A loop system’s amplifier converts a sound input into magnetic signal and drives it into a copper cable (aerial). The current driven into the cable creates a magnetic field in the designated area. This field carries the emitted signal which is then picked up by the user’s hearing aid where it is converted back into sound. This is a completely wireless process.
Once a hearing loop system is installed, all end-users need to do is switch their hearing aid to a “T” position (meaning “telecoil coupler”, referring to a magnetic coil inside the device) to receive crystal clear sound.
The hearing loop system can be designed to suit any environment, from the largest concert hall to the smallest intercom. British Standards BS8300 gives specific examples of where hearing loops should be installed. In the event of fire, emergency and refuge points are key, as are station concourse or airport terminal PA systems where the public needs clear information in order for an evacuation to be managed as smoothly as possible. Even fire alarm telephone handsets can – and should – be fitted with a hearing loop.
But the recommendations also cover secure doorway entry intercoms, speech transfer systems for through-the-glass communication, customer service points – any situation or environment where communication needs to be enhanced for those with hearing loss.
In every setting, clear signage is vital as it will allow users to see that a hearing loop system is installed and it may also indicate where users should position themselves for the best reception.

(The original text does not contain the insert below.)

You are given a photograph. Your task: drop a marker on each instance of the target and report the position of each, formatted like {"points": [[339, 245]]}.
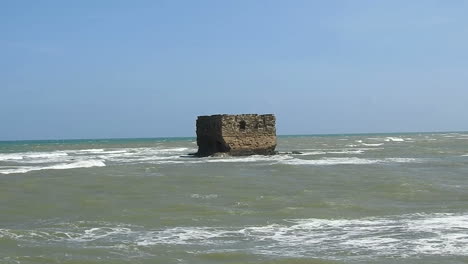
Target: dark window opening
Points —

Professional installers will assess every aspect of the environment to make sure loop cables are placed so that if people are likely to be standing, as in a museum, the best reception for the loop signal is at head height. If a station concourse can’t offer coverage in all areas, installers will create ‘listening points’ where users have an uninterrupted line of sight to information boards to maximise their access to information.
Hearing loops as an assistive listening technology have been available for decades and are still the most universal and effective way to enable communication for people with hearing loss. International standards ensure that no matter where visitors, staff or users come from, their telecoil-enabled hearing device will be compatible and the sign for a hearing loop system is recognised the world over.
It is important to note that people with hearing loss are not always ‘victims’ in fire situations. Assistive listening technology should be in place to facilitate two-way communication.
Someone with a hearing difficulty may discover a fire and needs to be sure that their alert has been received. They may be asked several subsequent questions to give fire fighters or those in charge of an evacuation further information. A person trapped in a lift or at a refuge point may need instruction but also reassurance and may need to be contacted repeatedly over a period of time. Hearing loops can enable that communication.
It is vitally important that any fire safety technology is well planned, properly installed and regularly maintained. A maintenance plan should be part of any loop system installation to make sure that, should the worst happen, those with hearing loss have the best access to alerts and information.
It’s also important that staff are aware the technology exists and how to use it – just as designated individuals are trained to test fire alarms or run evacuation drills.
Unlike more recent developments in technology, the hearing loop requires no extra apps or equipment for users to be able to benefit. A person can arrive at a building they’ve never been to before and can be confident that the necessary information will be accessible to them.
Recent communications from the International Hearing Access Committee, a body comprising hearing loop and hearing aid manufacturers plus charities from the sector, stated that the future of loops is assured for at least the next 10 years. Specifiers can therefore be confident installing a loop system will offer those with hearing loss the greatest access to safety for the foreseeable future.